A new bill being considered by the Baltimore Judiciary and Legislative Investigations Committee would apply the city's 9.5 percent hotel tax to short-term rental properties in order to raise revenue and collect information.
"This isn't an effort to regulate Airbnb. It's a way to raise revenue and create a more level laying ground as far as charges," said Councilwoman Mary Pat Clarke, vice chair of the committee.
"The bill would provide revenue to the city to support public services," she said. "We'd have a better idea of the number of establishments operating, where people are staying and what's attracting people to Baltimore."
The number of Airbnb listings in Baltimore has grown substantially in the past three years, from 323 listings in 2014 to 1,182 in 2016. As of August 2016, 747 active hosts in the Baltimore area accounted for the 1,182 rental units available. The average daily rate is $137 per unit.
The Bureau of the Budget and Management estimates that Aibnb sales in the Baltimore area generated around $3 million in revenue over the past year - equating to roughly $300,000 in foregone hotel tax. That estimate does not include hotel tax revenue that could be generated from other hosting intermediaries such as HomeAway and VRBO.
Of the hotel taxes collected citywide, 40 percent of those funds go toward Visit Baltimore - a program that promotes tourism in the area. According to Clarke, the other 60 percent goes into the city's general fund.
The tax could cause short-term rental property owners to either raise their prices to cover the cost, or lower their nightly rate in order to offer rates comparable to their current listings.
Clarke presumes that owners would collect the tax themselves to later hand over to the city. In some locations - like Amsterdam, Portland and San Francisco - Airbnb automatically collects occupancy tax from guests and sends it to the tax authority on hosts’ behalf.
In a letter to the council concerning the bill, Bureau of the Budget and Management Research Chief Andrew Kleine addressed the topic of regulation.
"The proposed bill does not include a regulatory component," he said. "The neighboring jurisdiction of Montgomery County recently entered into a memorandum of understanding (MOU) with Airbnb in order to begin collecting the hotel tax from active hosts.
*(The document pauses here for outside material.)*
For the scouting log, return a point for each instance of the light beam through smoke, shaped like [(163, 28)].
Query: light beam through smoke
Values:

"As part of this MOU, Airbnb is not required to provide Montgomery County with identifying information about hosts, significantly impeding the County's regulation and auditing efforts. Finance cautions the City against entering into a similar agreement with Airbnb."
The bureau views Airbnb rentals as similar to traditional hotels. Kleine recommends the city pursue regulation to promote transparency and an equal application of the hotel tax.
Clarke expressed a desire for the city to establish a working relationship with Airbnb.
A vote on the bill is expected during the next committee meeting on Tuesday, Oct .11 at 10:20 a.m. If the bill passes the committee and council votes, it will go into effect 30 days after being signed into law by the mayor.